Solar Magnetic Fields
The solar activity is determined by the magnetic field, which is present in all atmospheric layers of the Sun and connects them with the interplanetary space and thus also to Earth. In the solar atmosphere, the magnetic field is highly structured, from large to small temporal and spatial scales. This leads to the formation of the well-known sunspots, pores, eruptions, flares and solar storms, as well as the generation of high-energetic particles, so-called solar cosmic rays.
The source of solar magnetic fields is a dynamo at the interface between the convection zone and the radiative core. Magnetic fields generated by the dynamo rise through the convection zone and emerge at the visible solar surface in the form of bipolar magnetic regions, finally forming loops whose tops lie in the corona. The locations where the loop intersects the solar surface are visible as either sunspots or faculae. High in the corona, the magnetic field is so weak that the solar wind can pull the field open into interplanetary space. The field is almost radial.

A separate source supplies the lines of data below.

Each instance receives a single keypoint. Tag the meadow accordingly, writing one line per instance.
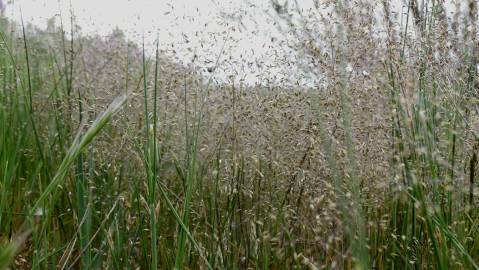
(116, 157)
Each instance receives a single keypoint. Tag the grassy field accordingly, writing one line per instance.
(116, 158)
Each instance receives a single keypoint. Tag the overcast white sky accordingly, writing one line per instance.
(193, 26)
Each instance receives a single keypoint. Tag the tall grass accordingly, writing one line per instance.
(375, 167)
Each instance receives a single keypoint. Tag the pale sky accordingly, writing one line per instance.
(194, 27)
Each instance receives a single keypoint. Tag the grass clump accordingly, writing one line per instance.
(373, 164)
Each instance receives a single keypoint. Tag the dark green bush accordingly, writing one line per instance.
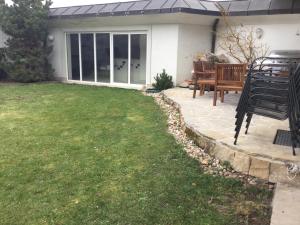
(163, 81)
(27, 49)
(3, 74)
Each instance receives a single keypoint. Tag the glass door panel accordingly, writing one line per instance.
(120, 42)
(87, 57)
(73, 56)
(103, 57)
(138, 58)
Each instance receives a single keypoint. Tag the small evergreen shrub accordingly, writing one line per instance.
(163, 81)
(27, 49)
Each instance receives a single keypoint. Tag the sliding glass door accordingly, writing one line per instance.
(73, 57)
(103, 57)
(87, 57)
(107, 57)
(138, 58)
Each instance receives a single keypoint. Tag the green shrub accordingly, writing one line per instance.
(27, 49)
(163, 81)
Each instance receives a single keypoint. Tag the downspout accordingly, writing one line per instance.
(214, 35)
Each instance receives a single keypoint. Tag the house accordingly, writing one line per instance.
(127, 44)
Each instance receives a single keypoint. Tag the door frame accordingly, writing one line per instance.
(111, 34)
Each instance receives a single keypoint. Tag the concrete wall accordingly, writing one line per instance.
(164, 50)
(192, 40)
(162, 46)
(280, 31)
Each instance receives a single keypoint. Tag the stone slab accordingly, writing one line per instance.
(286, 205)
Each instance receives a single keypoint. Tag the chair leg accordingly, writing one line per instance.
(249, 118)
(195, 88)
(215, 97)
(222, 96)
(202, 89)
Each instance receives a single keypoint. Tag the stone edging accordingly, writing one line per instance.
(249, 164)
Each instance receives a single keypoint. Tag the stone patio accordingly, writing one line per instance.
(212, 128)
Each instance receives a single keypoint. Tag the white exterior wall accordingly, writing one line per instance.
(193, 39)
(164, 50)
(280, 31)
(162, 47)
(58, 54)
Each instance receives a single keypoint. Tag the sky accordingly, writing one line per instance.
(59, 3)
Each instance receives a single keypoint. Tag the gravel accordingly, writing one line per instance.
(208, 163)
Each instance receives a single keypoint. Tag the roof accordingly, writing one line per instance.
(202, 7)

The magnetic activity of the Sun shows a cyclic variation with a mean period of about 11 years. The 11-year solar cycle strongly supports the idea of a large-scale solar dynamo. The solar cycle has a great effect on the evolution of the global coronal magnetic field. Sunspots, a by-product of the large-scale dynamo, appear, evolve and disperse over several days. The interaction between the emergence of sunspots and the pre-existing coronal magnetic field creates a variety of dynamic solar phenomena.
Researchers at AIP's solar group have a special focus on:
- Deriving magnetic fields from spectroscopic as well as spectropolarimetric (Stokes profiles) observations using inversion codes for, e.g., sunspots, solar flares, or filaments.
- Investigation of the changes in the magnetic field in solar phenomenae and eruptive events.
- Long-term studies of the evolution of the magnetic field on the Sun over decades.